Here, as in Cain, juror number ll’s questions requested further substantive instruction on a primary issue in the case — the application of the justification defense. Although the trial court initially informed the juror that it had already given the jury the full instructions to which it was entitled, the court then proceeded to tell the juror “to work it out . . . and come to a determination” by evaluating the evidence. This exchange was not ministerial (see Collins, 99 NY2d at 17; cf. People v Torres, 72 NY2d 1007, 1009 [1988]; compare People v Williams, 21 NY3d 932, 935 [2013]; People v Bonaparte, 78 NY2d 26, 30-31 [1991]; Harris, 76 NY2d at 812). Moreover, to the extent that the dissent assumes that People v Bragle (88 NY 585 [1882]) and People v Morales (80 NY2d 450, 457 n 2 [1992]) may be read together to create a “de minimis” exception to a defendant’s right to be present during supplemental jury instructions, neither of those *833cases arose under CPL 310.30, and the facts of this case are plainly distinguishable (compare Bragle, 88 NY at 589-590).1
Finally, contrary to the view of the People and the dissent, People v Kelly (5 NY3d 116 [2005]) and People v Kadarko (14 NY3d 426 [2010]) do not persuade us to reach a different result. Our conclusion that preservation was required in those cases necessarily followed from our determinations that no mode of proceedings error had occurred. Even accepting the People’s contention that a violation of a defendant’s right to be present during supplemental jury instructions may be “cured” or requires preservation in certain contexts (cf. Williams, 21 NY3d at 935; People v Ippolito, 20 NY3d 615, 625 [2013]), here, the trial court’s response was inadequate to remedy the error (see generally People ex rel. Lupo v Fay, 13 NY2d 253, 257 [1963], cert denied 376 US 958 [1964]).2 Thus, we hold that under Cain and related precedent, an error of law has been presented for our review and defendant is entitled to a new trial.3
Accordingly, the order of the Appellate Division should be affirmed.
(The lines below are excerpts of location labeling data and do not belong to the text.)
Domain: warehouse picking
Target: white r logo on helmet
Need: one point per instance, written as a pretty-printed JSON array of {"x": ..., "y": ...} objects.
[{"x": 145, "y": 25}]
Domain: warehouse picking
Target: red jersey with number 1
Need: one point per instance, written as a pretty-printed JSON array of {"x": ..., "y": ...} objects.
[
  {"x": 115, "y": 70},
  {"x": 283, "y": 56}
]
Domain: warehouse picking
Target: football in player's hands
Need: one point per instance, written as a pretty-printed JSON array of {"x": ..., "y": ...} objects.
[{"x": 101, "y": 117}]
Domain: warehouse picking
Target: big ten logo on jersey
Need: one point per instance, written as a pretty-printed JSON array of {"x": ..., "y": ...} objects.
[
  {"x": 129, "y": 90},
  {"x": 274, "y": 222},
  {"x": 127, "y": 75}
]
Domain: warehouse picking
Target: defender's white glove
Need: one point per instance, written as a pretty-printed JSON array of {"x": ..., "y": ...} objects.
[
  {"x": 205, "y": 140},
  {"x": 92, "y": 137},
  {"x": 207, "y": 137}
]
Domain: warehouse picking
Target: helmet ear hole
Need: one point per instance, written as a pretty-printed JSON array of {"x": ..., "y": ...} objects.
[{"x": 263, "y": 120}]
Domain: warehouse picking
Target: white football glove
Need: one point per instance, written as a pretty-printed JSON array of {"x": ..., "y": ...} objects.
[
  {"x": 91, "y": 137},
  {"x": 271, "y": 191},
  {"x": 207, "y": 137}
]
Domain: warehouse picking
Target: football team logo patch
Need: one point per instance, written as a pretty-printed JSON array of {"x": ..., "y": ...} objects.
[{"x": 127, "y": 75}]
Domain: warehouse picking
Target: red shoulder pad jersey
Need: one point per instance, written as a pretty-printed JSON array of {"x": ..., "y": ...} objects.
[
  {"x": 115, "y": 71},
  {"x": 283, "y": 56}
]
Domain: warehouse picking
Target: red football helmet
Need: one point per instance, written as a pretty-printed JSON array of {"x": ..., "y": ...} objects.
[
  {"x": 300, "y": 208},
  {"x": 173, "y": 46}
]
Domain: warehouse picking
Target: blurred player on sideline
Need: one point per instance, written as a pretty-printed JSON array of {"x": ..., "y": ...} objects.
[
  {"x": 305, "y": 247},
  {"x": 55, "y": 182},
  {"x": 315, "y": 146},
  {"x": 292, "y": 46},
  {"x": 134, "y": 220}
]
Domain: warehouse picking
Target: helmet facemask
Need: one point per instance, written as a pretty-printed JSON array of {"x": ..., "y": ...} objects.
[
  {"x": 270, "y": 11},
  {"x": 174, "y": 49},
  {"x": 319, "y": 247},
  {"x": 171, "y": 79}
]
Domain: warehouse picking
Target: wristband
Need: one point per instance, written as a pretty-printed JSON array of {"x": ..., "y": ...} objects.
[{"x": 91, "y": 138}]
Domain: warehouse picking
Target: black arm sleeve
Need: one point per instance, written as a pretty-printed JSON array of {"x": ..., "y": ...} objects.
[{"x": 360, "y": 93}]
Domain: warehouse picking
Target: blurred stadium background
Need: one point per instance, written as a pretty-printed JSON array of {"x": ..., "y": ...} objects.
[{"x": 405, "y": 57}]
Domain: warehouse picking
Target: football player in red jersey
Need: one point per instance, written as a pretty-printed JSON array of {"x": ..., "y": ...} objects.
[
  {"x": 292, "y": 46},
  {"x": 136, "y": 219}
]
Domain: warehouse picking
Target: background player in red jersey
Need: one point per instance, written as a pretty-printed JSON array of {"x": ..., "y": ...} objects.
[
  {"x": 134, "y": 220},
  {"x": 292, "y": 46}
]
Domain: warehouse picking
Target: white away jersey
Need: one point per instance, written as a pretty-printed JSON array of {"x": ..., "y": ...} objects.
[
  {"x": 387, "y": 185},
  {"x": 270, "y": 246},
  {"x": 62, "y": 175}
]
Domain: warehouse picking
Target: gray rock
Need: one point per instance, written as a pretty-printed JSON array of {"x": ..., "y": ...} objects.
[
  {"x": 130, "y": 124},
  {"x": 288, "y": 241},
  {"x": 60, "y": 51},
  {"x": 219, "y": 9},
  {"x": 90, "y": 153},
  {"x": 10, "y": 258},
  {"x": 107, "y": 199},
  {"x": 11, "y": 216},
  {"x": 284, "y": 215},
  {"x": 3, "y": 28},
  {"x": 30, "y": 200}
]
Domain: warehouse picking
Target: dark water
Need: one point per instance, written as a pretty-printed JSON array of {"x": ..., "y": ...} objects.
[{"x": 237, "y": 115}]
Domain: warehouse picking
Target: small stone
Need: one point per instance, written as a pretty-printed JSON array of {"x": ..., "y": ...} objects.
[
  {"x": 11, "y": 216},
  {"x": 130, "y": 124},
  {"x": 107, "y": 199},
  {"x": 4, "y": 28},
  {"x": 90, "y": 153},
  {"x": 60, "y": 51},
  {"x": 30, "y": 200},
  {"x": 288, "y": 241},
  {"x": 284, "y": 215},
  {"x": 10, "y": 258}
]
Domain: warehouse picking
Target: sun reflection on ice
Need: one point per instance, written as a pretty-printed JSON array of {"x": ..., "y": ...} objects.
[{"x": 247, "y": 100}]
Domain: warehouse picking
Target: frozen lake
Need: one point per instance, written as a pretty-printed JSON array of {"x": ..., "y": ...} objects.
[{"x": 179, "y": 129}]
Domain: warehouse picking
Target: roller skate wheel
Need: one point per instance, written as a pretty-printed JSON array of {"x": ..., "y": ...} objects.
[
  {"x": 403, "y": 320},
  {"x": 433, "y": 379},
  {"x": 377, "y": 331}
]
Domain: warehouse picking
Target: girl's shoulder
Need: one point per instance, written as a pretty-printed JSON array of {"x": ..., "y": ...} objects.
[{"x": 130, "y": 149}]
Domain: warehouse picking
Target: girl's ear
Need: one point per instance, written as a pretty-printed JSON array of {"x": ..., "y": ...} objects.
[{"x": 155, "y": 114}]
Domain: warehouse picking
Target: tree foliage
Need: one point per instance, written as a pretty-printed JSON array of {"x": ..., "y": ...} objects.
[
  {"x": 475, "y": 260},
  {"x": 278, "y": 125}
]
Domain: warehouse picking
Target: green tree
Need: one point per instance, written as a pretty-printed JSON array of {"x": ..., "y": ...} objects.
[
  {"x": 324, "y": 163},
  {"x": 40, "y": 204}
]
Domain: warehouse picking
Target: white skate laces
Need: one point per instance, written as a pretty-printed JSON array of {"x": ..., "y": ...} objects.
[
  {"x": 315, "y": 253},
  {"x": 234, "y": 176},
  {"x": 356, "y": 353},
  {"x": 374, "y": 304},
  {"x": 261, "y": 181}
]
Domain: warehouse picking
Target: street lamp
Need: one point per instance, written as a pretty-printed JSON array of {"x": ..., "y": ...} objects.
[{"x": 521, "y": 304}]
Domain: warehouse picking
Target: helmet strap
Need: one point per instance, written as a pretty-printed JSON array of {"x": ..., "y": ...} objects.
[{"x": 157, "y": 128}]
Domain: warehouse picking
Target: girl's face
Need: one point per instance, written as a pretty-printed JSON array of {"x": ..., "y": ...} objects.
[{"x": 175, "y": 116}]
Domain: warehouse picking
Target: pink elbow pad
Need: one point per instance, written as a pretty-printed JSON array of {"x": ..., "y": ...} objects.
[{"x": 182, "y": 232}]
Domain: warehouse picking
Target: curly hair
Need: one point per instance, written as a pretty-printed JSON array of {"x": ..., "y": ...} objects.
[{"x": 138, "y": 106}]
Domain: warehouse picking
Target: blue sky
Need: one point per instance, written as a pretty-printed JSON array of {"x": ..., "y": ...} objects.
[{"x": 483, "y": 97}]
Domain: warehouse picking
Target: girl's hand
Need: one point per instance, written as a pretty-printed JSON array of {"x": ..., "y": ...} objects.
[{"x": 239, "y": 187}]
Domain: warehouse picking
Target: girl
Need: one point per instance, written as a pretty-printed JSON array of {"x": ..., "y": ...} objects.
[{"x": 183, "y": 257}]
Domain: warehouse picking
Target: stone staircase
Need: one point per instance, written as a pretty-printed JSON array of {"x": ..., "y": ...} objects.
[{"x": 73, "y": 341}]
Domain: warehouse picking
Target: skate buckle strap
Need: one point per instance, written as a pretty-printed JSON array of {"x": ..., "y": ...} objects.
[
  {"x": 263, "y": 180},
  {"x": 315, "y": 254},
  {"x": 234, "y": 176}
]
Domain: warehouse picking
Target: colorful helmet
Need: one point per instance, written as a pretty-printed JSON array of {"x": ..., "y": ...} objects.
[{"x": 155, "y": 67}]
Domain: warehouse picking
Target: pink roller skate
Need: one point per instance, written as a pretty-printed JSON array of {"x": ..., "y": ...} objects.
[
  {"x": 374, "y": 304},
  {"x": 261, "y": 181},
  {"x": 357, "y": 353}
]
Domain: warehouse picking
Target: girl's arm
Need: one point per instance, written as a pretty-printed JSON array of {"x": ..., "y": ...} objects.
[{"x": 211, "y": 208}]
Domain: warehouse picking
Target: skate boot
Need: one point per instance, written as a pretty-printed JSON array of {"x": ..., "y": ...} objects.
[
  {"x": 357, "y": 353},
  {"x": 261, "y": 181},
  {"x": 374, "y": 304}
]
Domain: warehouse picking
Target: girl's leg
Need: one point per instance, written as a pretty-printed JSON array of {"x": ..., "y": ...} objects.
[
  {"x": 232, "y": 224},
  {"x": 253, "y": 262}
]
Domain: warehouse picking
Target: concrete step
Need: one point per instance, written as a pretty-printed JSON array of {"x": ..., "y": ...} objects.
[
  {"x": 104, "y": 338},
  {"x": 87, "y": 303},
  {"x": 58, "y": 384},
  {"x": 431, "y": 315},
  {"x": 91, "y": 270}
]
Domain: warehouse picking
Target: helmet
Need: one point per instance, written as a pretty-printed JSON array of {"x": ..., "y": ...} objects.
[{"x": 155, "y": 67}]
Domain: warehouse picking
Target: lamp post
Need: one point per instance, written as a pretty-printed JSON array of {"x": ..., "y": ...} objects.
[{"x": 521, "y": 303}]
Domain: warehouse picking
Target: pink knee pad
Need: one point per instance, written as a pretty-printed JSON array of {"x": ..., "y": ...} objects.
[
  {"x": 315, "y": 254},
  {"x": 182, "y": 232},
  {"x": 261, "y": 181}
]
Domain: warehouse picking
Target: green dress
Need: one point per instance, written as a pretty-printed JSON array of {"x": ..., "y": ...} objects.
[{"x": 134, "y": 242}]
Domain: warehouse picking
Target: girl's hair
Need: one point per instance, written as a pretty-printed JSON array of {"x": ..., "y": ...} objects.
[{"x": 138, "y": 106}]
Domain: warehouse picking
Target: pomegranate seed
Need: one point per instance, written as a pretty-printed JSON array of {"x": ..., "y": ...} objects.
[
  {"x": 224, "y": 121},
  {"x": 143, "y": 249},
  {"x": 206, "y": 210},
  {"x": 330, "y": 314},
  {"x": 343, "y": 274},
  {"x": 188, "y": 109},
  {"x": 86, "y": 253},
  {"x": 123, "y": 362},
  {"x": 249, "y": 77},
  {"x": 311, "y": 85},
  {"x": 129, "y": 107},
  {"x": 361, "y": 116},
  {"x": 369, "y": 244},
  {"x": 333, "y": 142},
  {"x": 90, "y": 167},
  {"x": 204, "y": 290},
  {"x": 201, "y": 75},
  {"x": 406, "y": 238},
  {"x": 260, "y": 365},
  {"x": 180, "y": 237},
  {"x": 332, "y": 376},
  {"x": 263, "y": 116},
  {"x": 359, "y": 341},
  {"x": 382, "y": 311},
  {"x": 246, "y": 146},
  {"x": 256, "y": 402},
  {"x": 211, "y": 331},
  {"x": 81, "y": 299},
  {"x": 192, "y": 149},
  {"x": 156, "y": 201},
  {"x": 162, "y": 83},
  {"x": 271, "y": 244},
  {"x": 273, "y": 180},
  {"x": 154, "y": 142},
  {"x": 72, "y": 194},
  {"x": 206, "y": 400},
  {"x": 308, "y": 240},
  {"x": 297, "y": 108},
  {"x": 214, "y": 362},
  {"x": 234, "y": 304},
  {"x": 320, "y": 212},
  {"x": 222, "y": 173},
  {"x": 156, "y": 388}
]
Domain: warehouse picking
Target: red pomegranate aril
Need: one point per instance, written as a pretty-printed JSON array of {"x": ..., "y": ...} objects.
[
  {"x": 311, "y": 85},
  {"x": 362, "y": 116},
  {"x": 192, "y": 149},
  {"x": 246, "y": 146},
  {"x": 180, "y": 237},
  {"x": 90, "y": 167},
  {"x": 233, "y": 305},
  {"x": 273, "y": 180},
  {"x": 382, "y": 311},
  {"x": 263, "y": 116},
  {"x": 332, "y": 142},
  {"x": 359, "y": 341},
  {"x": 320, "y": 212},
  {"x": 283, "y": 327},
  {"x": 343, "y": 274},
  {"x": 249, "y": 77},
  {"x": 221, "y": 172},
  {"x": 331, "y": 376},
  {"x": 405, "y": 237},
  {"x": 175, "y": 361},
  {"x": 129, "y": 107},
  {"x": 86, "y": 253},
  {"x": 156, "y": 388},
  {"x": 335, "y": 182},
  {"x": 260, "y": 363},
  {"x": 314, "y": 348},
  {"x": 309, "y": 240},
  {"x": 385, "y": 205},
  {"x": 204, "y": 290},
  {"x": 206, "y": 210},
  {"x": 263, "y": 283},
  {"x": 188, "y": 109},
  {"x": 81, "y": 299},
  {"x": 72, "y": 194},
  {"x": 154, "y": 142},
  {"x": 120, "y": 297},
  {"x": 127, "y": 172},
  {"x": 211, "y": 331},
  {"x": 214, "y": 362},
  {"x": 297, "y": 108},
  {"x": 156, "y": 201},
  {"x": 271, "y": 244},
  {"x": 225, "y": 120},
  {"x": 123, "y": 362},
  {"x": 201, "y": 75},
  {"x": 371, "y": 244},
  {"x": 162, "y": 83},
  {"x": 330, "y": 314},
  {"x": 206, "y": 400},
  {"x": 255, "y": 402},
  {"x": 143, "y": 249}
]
. The dissent expresses concern that the foregoing principles encourage “gamesmanship.” In response, we note that most substantive inquiries by jurors fall within the confines of People v O’Rama (78 NY2d 270 [1991]) and adherence to the procedures that we articulated decades ago in that case minimizes any such problem.
. Although our ruling is premised on a violation of defendant’s right to be present under CPL 310.30 and People v Cain, we further note that CPL 310.30 “does not contemplate the giving of supplemental legal instructions to a single juror in the absence of the remaining jurors” because substantive communications with one juror could influence the entire panel if unwittingly misinterpreted or mischaracterized (76 NY2d 119, 124 n 1 [1990]; see United, States v United States Gypsum Co., 438 US 422, 460-461 [1978]).
. The People raise no issue on appeal with regard to whether justification was properly charged for any count.